There’s a moment most students know well: study for the exam, show up on time, answer every question, and still get a grade that makes you wince.
You immediately think:
- The professor must’ve graded unfairly.
- The questions weren’t clear.
- The curve was messed up.
And maybe all of that is true. But maybe there’s something else worth noticing too. When something goes wrong, where do you go to place blame first: outside yourself or inside?
That’s locus of control, and it plays a huge role in how people make decisions about integrity.
What is Locus of Control?
Locus of control is a psychological concept that describes whether you believe the outcomes in your life are controlled by external forces (professors, companies, luck, systems) or internal ones (your effort, values, decisions).
Neither is inherently bad. In fact, being aware of real constraints, like systemic bias or structural disadvantage, is part of integrity too. But when the balance skews too far to the external, people start saying things like:
- "Everyone cheats on this assignment, it’s just how it works."
- "What’s the point of reporting that? Nothing will change."
- "I didn’t have a choice. It’s what the system required."
That shift from agency to external resignation marks the beginning of the integrity gap.
The Academic Example: "Collaboration" or Cheating?
Imagine a group of students working on a take-home exam. The instructions say: Do this individually. But there’s a long-standing culture in the class where everyone “checks answers” together in a group chat.
Some students feel uncomfortable. Others justify it: "This class is impossible, and the professor doesn’t teach well. You either share or you fail."
That’s an external locus of control in action. It doesn’t mean those students are unethical: it means they’ve learned to outsource the responsibility to the professor, the culture, the structure. Over time, this learned behavior erodes the muscle that says: What do I believe is right even if no one else is doing it?

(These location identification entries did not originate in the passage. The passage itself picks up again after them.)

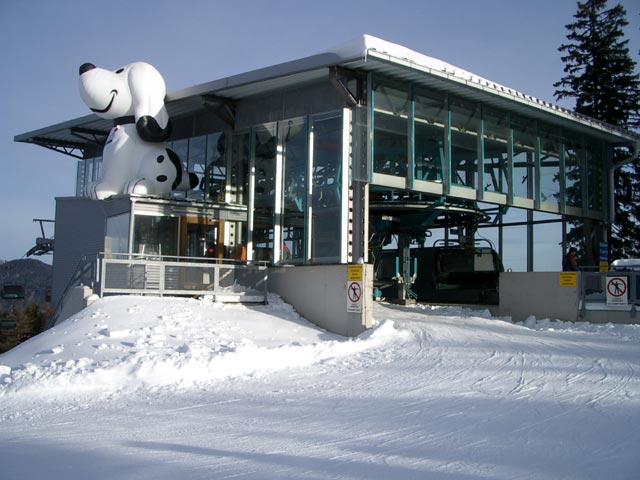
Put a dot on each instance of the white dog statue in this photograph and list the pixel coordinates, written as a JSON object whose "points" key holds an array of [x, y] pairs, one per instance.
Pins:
{"points": [[136, 157]]}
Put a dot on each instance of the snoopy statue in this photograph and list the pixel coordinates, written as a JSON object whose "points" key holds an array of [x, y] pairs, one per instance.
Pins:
{"points": [[136, 157]]}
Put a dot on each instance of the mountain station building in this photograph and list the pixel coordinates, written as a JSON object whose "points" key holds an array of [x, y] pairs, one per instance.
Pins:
{"points": [[337, 159]]}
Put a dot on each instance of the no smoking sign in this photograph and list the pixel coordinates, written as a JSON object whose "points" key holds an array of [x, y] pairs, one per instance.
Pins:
{"points": [[354, 297], [617, 290]]}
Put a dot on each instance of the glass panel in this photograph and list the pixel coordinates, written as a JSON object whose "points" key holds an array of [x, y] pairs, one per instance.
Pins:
{"points": [[155, 235], [117, 237], [573, 154], [264, 149], [465, 125], [430, 112], [514, 241], [524, 154], [547, 252], [294, 145], [238, 187], [200, 238], [496, 150], [215, 172], [550, 151], [80, 178], [326, 187], [196, 162], [595, 176], [390, 137]]}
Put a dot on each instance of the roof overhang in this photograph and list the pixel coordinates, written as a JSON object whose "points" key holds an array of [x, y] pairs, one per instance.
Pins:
{"points": [[83, 136]]}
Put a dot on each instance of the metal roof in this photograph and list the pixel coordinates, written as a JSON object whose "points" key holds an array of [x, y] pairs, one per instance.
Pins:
{"points": [[80, 137]]}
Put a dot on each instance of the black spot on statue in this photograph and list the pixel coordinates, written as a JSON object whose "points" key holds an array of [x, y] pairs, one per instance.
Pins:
{"points": [[175, 159], [149, 130]]}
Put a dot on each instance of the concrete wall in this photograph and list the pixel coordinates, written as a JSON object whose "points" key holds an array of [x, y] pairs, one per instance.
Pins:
{"points": [[541, 294], [79, 230], [319, 294], [536, 293]]}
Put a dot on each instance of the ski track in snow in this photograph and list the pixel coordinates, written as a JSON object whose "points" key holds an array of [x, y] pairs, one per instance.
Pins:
{"points": [[429, 393]]}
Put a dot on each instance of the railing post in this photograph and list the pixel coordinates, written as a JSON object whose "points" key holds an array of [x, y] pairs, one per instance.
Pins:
{"points": [[632, 293], [582, 297], [102, 274], [265, 279]]}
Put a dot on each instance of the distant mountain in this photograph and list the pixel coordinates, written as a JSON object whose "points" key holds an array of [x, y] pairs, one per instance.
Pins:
{"points": [[30, 276]]}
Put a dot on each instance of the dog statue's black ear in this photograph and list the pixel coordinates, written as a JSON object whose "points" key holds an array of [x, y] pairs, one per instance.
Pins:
{"points": [[85, 67], [149, 130]]}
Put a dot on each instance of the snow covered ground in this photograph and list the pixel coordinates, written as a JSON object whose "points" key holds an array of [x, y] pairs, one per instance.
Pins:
{"points": [[161, 388]]}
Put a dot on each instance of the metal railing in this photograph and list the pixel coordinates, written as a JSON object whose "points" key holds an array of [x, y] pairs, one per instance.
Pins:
{"points": [[225, 279], [596, 287]]}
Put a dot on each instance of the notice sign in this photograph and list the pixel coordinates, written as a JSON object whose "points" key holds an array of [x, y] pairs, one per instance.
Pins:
{"points": [[354, 288], [568, 279], [617, 290]]}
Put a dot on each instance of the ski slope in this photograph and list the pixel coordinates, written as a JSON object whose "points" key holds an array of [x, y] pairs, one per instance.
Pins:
{"points": [[160, 388]]}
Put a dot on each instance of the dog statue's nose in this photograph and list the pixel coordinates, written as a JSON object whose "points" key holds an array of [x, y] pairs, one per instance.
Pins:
{"points": [[85, 67]]}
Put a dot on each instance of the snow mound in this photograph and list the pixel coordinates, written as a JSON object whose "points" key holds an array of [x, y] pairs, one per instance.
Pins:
{"points": [[124, 344]]}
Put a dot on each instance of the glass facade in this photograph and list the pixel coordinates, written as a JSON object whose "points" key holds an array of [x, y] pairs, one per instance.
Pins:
{"points": [[426, 139], [407, 141]]}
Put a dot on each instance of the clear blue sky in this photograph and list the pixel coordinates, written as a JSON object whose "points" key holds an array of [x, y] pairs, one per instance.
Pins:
{"points": [[43, 42]]}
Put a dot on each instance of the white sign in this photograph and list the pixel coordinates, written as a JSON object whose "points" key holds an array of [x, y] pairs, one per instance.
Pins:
{"points": [[354, 297], [617, 290]]}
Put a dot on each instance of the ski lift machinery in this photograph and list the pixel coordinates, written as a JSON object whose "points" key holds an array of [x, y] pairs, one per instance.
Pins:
{"points": [[461, 269]]}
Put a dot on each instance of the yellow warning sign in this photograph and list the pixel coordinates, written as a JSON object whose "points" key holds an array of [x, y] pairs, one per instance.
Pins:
{"points": [[354, 273], [568, 279]]}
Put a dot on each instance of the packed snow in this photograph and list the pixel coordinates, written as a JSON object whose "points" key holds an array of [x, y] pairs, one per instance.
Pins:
{"points": [[165, 388]]}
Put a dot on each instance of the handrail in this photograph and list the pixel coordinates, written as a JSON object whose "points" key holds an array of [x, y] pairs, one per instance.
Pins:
{"points": [[86, 265]]}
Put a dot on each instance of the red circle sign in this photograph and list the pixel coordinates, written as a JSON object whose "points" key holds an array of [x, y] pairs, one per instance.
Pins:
{"points": [[354, 292], [617, 286]]}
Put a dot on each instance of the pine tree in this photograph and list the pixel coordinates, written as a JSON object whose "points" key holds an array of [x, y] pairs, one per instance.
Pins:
{"points": [[600, 77]]}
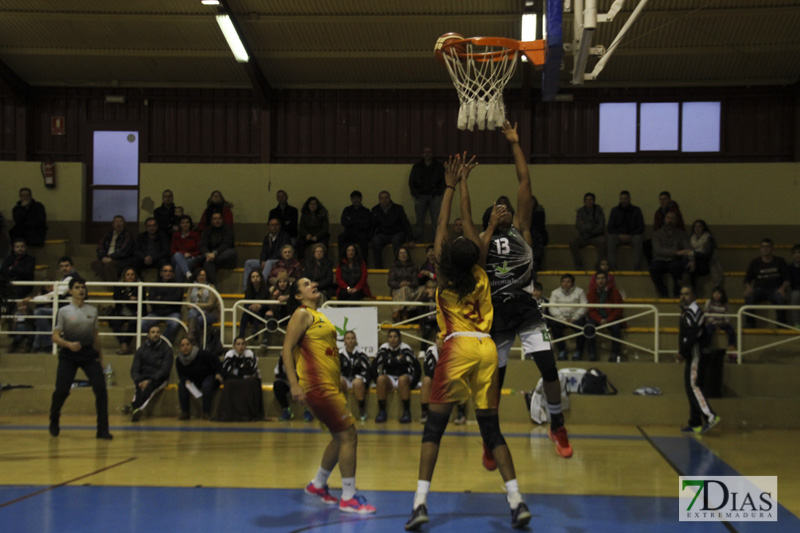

And the integrity issue is rarely about one decision. It’s the accumulation:
- You do it once and feel nervous.
- You do it again and justify it.
- Then you do it again and forget it ever felt wrong at all.
This is how norms are built. Not from intent, but from repetition.
Faculty Face It Too
Professors aren’t immune. Ever adjusted a grade to avoid a conflict with a high-maintenance student? Avoided reporting a plagiarism case because it wasn’t worth the hassle?
These are locus-of-control moments. And every time we make decisions based on what we think the system will or won’t support, we train ourselves to believe we’re not really in charge.
That’s the integrity gap. And it shows up everywhere: in committee decisions, in how flexible we are with certain students, in whether we hold our peers accountable for questionable conduct. The more we defer to the institution—its policies, its politics, its perceived consequences—the less we feel able to act in alignment with our own judgment.
So, What Can We Do?
The point isn’t to shame people into never feeling externally pressured. It’s to reclaim agency in the small moments, so the big ones don’t catch us off guard.
Good integrity leadership doesn’t ask: Was this within policy? It asks:
- What part of this decision was mine to own?
- Where did I let the system decide for me?
- What am I reinforcing by doing it this way?
- Who am I becoming in the process?
Because locus of control isn’t fixed. It’s learned, and it’s practiced one choice at a time, even when it feels like no one’s watching.
For Classrooms, Not Just Corporations
These dynamics don’t begin in boardrooms. They start in syllabi, study groups, and office hours.
That’s why leadership in academic spaces matters. Students don’t just learn content; they learn how decisions get made, how power is distributed, and what it looks like to act on principle. And often, what they learn there becomes their default when the stakes are much higher.
Students watch what happens when others cheat and succeed, when faculty stay silent, and when the administration shrugs. Those moments are recorded. And when those same students step into jobs, leadership roles, or high-pressure ethical dilemmas, those old recordings can still play in the background:
- "If no one else speaks up, maybe I shouldn't either."
- "It’s not my responsibility to fix this."
- "The system will never change, so why bother?"
But we can offer a different model. We can make room in our classrooms, faculty lounges, and committee rooms for this question:
What are we teaching—explicitly or implicitly—about who has control, and what it means to act with integrity?
Because every act of integrity, whether quiet or loud, teaches someone else what’s possible. So, next time a decision point comes up on a test, in a classroom, or on a committee pause and ask: What am I telling myself I can’t control?
That’s probably the exact place where your integrity is being shaped.